Quizá convenga cerrar esta celebración recordando aquello que no se lee con frecuencia hoy. Algo me dice que a pesar de las incontables veces que lo he escuchado decir es sólo ahora, tarde en mi vida, confieso, que lo puedo enseñar. Me refiero a la importancia de la unidad y al encuentro con el orgullo en la democracia de mi nación, de mi patria. Sé que unos tiempos se han ido y que los que tengo son distintos. Pero ¿no ven ustedes como veo yo el asomo de la amenaza, el acecho del vacío que nos embosca? Para que no suceda lo que temo sería acaso demasiado pedirles —si no yerro en el juicio— que pensáramos en la posibilidad de hacer ahora lo que antes hicimos para vencer el miedo y nuestra discordias en nombre de la libertad. Escuchemos nuevamente al Senador Otero Silva:
«En tanto que los paridos separados por grietas y abismos cavados al fragor de divergencias anteriores, se mantuvieron combatientes desde trincheras individuales, cada uno con su táctica, cada uno con sus propósitos, mirando de reojo al aliado como si fuese un adversario, tan sólo lograron llenar las cárceles con sus dirigentes más capaces, de ofrendar la vida de sus capitanes más decididos».
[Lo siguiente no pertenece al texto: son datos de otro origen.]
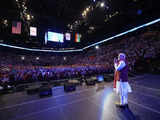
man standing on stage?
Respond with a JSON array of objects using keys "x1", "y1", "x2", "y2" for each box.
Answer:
[{"x1": 113, "y1": 53, "x2": 132, "y2": 107}]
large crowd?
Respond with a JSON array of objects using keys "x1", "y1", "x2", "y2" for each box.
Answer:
[
  {"x1": 77, "y1": 30, "x2": 160, "y2": 72},
  {"x1": 0, "y1": 23, "x2": 160, "y2": 86}
]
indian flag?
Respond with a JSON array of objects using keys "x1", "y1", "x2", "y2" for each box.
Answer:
[{"x1": 75, "y1": 33, "x2": 81, "y2": 43}]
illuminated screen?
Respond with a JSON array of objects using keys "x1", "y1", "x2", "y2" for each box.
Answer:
[
  {"x1": 97, "y1": 75, "x2": 104, "y2": 82},
  {"x1": 30, "y1": 27, "x2": 37, "y2": 36},
  {"x1": 65, "y1": 33, "x2": 71, "y2": 40},
  {"x1": 47, "y1": 32, "x2": 64, "y2": 43}
]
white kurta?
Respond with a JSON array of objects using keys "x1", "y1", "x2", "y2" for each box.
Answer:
[
  {"x1": 115, "y1": 81, "x2": 132, "y2": 95},
  {"x1": 114, "y1": 61, "x2": 132, "y2": 95}
]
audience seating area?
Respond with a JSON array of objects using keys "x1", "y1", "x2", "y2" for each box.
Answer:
[{"x1": 0, "y1": 23, "x2": 160, "y2": 91}]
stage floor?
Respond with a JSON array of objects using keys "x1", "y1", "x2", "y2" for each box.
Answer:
[{"x1": 0, "y1": 74, "x2": 160, "y2": 120}]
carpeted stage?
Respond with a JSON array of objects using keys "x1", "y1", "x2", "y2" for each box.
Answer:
[{"x1": 0, "y1": 74, "x2": 160, "y2": 120}]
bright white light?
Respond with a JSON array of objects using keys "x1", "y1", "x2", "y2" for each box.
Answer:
[
  {"x1": 89, "y1": 26, "x2": 95, "y2": 30},
  {"x1": 26, "y1": 14, "x2": 31, "y2": 20},
  {"x1": 4, "y1": 20, "x2": 8, "y2": 24},
  {"x1": 21, "y1": 56, "x2": 25, "y2": 60},
  {"x1": 36, "y1": 57, "x2": 39, "y2": 60},
  {"x1": 100, "y1": 2, "x2": 105, "y2": 7},
  {"x1": 64, "y1": 57, "x2": 66, "y2": 60},
  {"x1": 86, "y1": 8, "x2": 89, "y2": 11},
  {"x1": 82, "y1": 13, "x2": 85, "y2": 17},
  {"x1": 95, "y1": 45, "x2": 99, "y2": 49}
]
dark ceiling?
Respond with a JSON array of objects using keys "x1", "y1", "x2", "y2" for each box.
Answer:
[{"x1": 0, "y1": 0, "x2": 160, "y2": 48}]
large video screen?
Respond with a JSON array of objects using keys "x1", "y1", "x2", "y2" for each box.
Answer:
[{"x1": 47, "y1": 32, "x2": 64, "y2": 43}]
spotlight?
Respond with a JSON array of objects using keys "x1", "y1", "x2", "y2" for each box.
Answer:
[
  {"x1": 86, "y1": 8, "x2": 89, "y2": 11},
  {"x1": 36, "y1": 57, "x2": 39, "y2": 60},
  {"x1": 95, "y1": 45, "x2": 99, "y2": 49},
  {"x1": 3, "y1": 19, "x2": 8, "y2": 25},
  {"x1": 26, "y1": 14, "x2": 31, "y2": 20},
  {"x1": 100, "y1": 2, "x2": 105, "y2": 7},
  {"x1": 82, "y1": 13, "x2": 85, "y2": 17},
  {"x1": 21, "y1": 56, "x2": 25, "y2": 60},
  {"x1": 89, "y1": 26, "x2": 95, "y2": 30}
]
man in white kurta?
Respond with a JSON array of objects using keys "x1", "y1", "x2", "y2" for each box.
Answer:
[{"x1": 114, "y1": 53, "x2": 132, "y2": 107}]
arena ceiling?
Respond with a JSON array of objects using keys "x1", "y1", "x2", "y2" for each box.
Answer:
[{"x1": 0, "y1": 0, "x2": 160, "y2": 48}]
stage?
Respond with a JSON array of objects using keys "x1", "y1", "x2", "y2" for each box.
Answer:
[{"x1": 0, "y1": 74, "x2": 160, "y2": 120}]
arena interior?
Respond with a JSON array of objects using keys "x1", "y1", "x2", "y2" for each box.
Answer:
[{"x1": 0, "y1": 0, "x2": 160, "y2": 120}]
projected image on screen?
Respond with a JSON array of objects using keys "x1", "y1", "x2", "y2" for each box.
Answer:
[
  {"x1": 65, "y1": 33, "x2": 71, "y2": 40},
  {"x1": 30, "y1": 27, "x2": 37, "y2": 36},
  {"x1": 47, "y1": 32, "x2": 64, "y2": 43}
]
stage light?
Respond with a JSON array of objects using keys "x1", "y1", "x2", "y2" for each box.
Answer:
[
  {"x1": 75, "y1": 21, "x2": 78, "y2": 24},
  {"x1": 36, "y1": 57, "x2": 39, "y2": 60},
  {"x1": 21, "y1": 56, "x2": 25, "y2": 60},
  {"x1": 89, "y1": 26, "x2": 95, "y2": 30},
  {"x1": 82, "y1": 13, "x2": 85, "y2": 17},
  {"x1": 3, "y1": 19, "x2": 8, "y2": 25},
  {"x1": 64, "y1": 57, "x2": 66, "y2": 60},
  {"x1": 95, "y1": 45, "x2": 99, "y2": 49},
  {"x1": 100, "y1": 2, "x2": 105, "y2": 7},
  {"x1": 86, "y1": 8, "x2": 89, "y2": 11},
  {"x1": 26, "y1": 14, "x2": 31, "y2": 20}
]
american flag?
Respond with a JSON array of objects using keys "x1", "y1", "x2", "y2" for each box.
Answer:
[{"x1": 12, "y1": 21, "x2": 21, "y2": 34}]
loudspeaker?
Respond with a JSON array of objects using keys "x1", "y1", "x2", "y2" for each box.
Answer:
[
  {"x1": 39, "y1": 84, "x2": 52, "y2": 97},
  {"x1": 64, "y1": 83, "x2": 76, "y2": 92},
  {"x1": 16, "y1": 85, "x2": 26, "y2": 92},
  {"x1": 26, "y1": 86, "x2": 39, "y2": 95},
  {"x1": 86, "y1": 80, "x2": 96, "y2": 86}
]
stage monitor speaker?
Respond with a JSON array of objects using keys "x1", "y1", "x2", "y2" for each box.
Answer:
[
  {"x1": 26, "y1": 86, "x2": 39, "y2": 95},
  {"x1": 16, "y1": 85, "x2": 26, "y2": 92},
  {"x1": 86, "y1": 80, "x2": 96, "y2": 86},
  {"x1": 64, "y1": 83, "x2": 76, "y2": 92},
  {"x1": 39, "y1": 85, "x2": 52, "y2": 97}
]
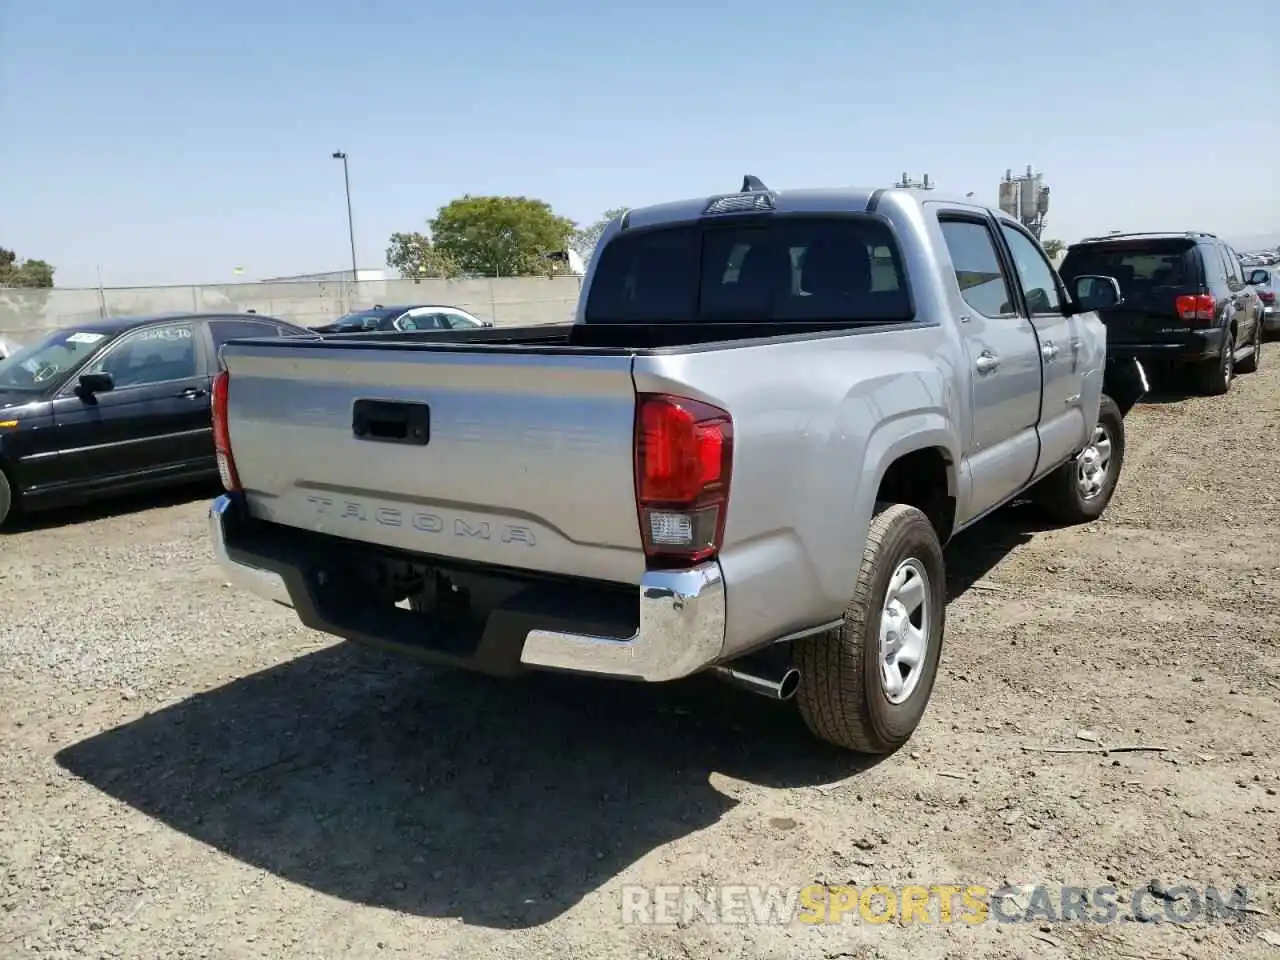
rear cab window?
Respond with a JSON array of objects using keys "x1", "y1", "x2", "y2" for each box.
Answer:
[
  {"x1": 1059, "y1": 239, "x2": 1203, "y2": 299},
  {"x1": 584, "y1": 216, "x2": 911, "y2": 324}
]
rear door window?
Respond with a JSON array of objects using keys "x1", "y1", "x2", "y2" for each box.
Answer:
[
  {"x1": 938, "y1": 219, "x2": 1016, "y2": 318},
  {"x1": 441, "y1": 311, "x2": 483, "y2": 329},
  {"x1": 584, "y1": 216, "x2": 911, "y2": 324},
  {"x1": 397, "y1": 311, "x2": 448, "y2": 331},
  {"x1": 1203, "y1": 245, "x2": 1227, "y2": 285}
]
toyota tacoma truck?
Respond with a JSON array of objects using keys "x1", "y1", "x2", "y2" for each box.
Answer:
[{"x1": 208, "y1": 178, "x2": 1146, "y2": 754}]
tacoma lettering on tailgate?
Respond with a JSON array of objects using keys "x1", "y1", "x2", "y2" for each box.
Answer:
[{"x1": 305, "y1": 495, "x2": 537, "y2": 546}]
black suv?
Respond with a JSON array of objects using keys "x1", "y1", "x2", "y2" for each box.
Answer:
[{"x1": 1058, "y1": 232, "x2": 1265, "y2": 395}]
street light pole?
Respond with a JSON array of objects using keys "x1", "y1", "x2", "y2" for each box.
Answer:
[{"x1": 332, "y1": 151, "x2": 358, "y2": 282}]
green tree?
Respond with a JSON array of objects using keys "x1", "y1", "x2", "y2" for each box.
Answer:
[
  {"x1": 385, "y1": 231, "x2": 460, "y2": 279},
  {"x1": 429, "y1": 196, "x2": 576, "y2": 277},
  {"x1": 571, "y1": 207, "x2": 630, "y2": 264},
  {"x1": 1041, "y1": 238, "x2": 1066, "y2": 260},
  {"x1": 0, "y1": 247, "x2": 55, "y2": 288}
]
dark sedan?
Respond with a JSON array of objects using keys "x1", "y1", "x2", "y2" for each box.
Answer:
[
  {"x1": 0, "y1": 312, "x2": 312, "y2": 527},
  {"x1": 312, "y1": 303, "x2": 493, "y2": 334}
]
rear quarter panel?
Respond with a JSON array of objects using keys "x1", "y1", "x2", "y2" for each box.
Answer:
[{"x1": 633, "y1": 323, "x2": 963, "y2": 659}]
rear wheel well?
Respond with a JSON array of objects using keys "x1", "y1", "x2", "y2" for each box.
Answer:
[{"x1": 876, "y1": 448, "x2": 955, "y2": 543}]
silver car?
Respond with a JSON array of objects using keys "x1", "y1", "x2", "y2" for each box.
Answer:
[{"x1": 1248, "y1": 266, "x2": 1277, "y2": 334}]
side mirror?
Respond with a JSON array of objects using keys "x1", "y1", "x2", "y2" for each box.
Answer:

(«Discurso de Orden», op. cit., p. 20).
¿Y si no lo hacemos? Crecerá la incertidumbre. ¿No vemos acaso cómo se han debilitado los partidos?
Vine aquí hablando en tono confesional. Con la misma voz me voy y me digo para que lo escuchen todos, yo quisiera pensar que a todos nos une por lo menos esta elemental idea de Otero Silva:
«Se equivocan los derrotistas y los malintencionados que pronostican el advenimiento de golpes de estado y de nuevas dictaduras en nuestro país. Al presente gobierno constitucional no lo tumbará nadie, ni tampoco tumbará nadie a los subsiguientes».
Esas palabras casi las vi desmentidas. Para que no siga teniendo razón Otero Silva es necesario que la política vuelva a ser cosa seria y digna y que, por consiguiente, la sociedad de esta nación asuma con más responsabilidad sus deberes y aprenda a encarar los beneficios de esta paz que tenemos.
La paz de la democracia es un bien inestimablemente mejor que el de cualquier forma de opresión organizada…
Evitemos que otra vez tengamos que celebrar el olvido.
(*) Discurso de orden pronunciado el 23 de enero de 1998 ante el Congreso de la República de Venezuela.